Took it for granted that for every var or attribute that could take a ref as its value, the programmer must declare type of location of that pointer. Standard for languages like C++.
Pointer types can be checked at compile time.
Discovered years ago that this was quite an original idea. No other language checked the types of variables at indirect addresses pointed to by pointers.
Great thing about record handling was that if you structured your data as a set of records you would never have a subscript error – no need to test whether a pointer is within range - you cannot construct a pointer that doesn’t point to something that exists and is of the expected type. That is logically impossible and so here is a whole class of errors that can never happen again. Good idea to do this checking at compile-time because there was a time penalty in doing subscript checking in ALGOL compiler. Asked customers if they’d like option of switching off type checking after they’d tested the programs. Once said that removing type checking from your running programs and using them only for testing is like wearing a life jacket on your practice emergency drills and taking them off as soon as your ship was really sinking. But customers where asked if they’d like the option of taking the life jacket off – they said no. Never put the option in. But still it was a very serious mistake for Elliots. Because a lot of potential customers were Fortran users rather than ALGOL. Translate from Fortran to ALGOL. Disaster. No Fortran user would touch it. They couldn’t run any of their programs – subscript error. User’s didn’t care about subscript error – just wanted it to run like it did on their machines.

So, everything so far seems fine. We’ve got our object-orientation with careful type-checking of all the pointers, safe and there’s no overhead. Testing every subscript for its correctness.
And then I went and invented a null pointer.
And if you use a null pointer you either have to check every reference or you risk disaster – most people of course (like Fortran programmers) would prefer to risk disaster, and indeed suffer disaster, rather than check all their subscripts. I didn’t know that at the time but my friend Dykstra who was also working with the team developing ALGOL-60 thought the null reference was a bad idea and he gave a very subtle and abstract reason for it. He said if you have a null reference, then every bachelor who you’d represent in your object structure would seem to be polygamously or rather polyandorously to the same person that’s called her “nuller”. I thought that was rather a nice criticism but my real criticism is that it brings back again unnecessarily all the agony of having to choose whether to run your program fast without checking or run it slow with checking.

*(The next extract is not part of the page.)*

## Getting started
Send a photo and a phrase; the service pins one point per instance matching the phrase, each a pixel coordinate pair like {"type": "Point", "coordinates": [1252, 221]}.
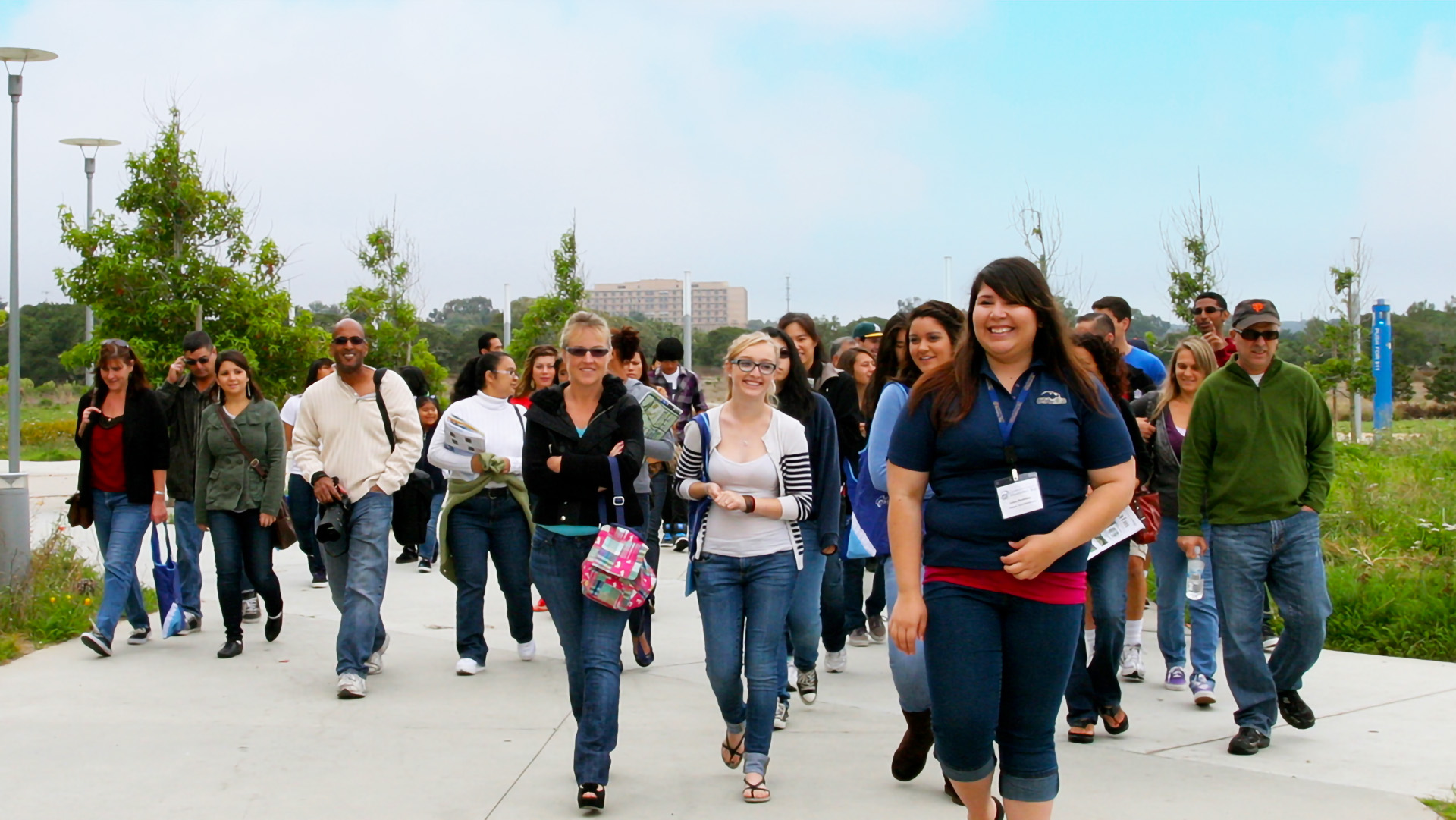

Now, I did know that there was a solution to this problem. It was based on the idea of discrimination between objects belonging to a disjoint union class. Idea I got from pure mathematics is that of a disjoint union that is a union between two sets which have no members in common. So a language can quite reasonably have a facility for declaring a new class not as the Cartesian product of attributes drawn from other classes but rather as a disjoint union of various other classes. E.g. if you had a class of vehicles you might classify them as either busses or private cars and separately declaring different structures of attributes for those two classes. Bus has max passengers and private car has capacity of trunk/boot. And every time you accessed either of those components of the object you would have to do it within a discrimination clause which tested. It looked at the vehicle and say when it is a bus you can look at max passengers, when it’s a car you can look at its capacity. But size of source program gets quite a bit larger by having to make all these discrimination clauses and you have to deal with both cases separately. If we insisted on a discrimination clause then we should make null not into a value of a pointer but rather into a class – a class which never had any objects in it and which only had one pointer which obviously didn’t point to any objects. So now whenever you wanted to have a null pointer you would declare your pointer to be either a pointer to the null class or a pointer to the Vehicle class or the Wife class and that would give you a way of specifying whether you wanted this pointer to be able to take a null value or not or whether you wanted it to remain definitely pointing to something and you would never have to test.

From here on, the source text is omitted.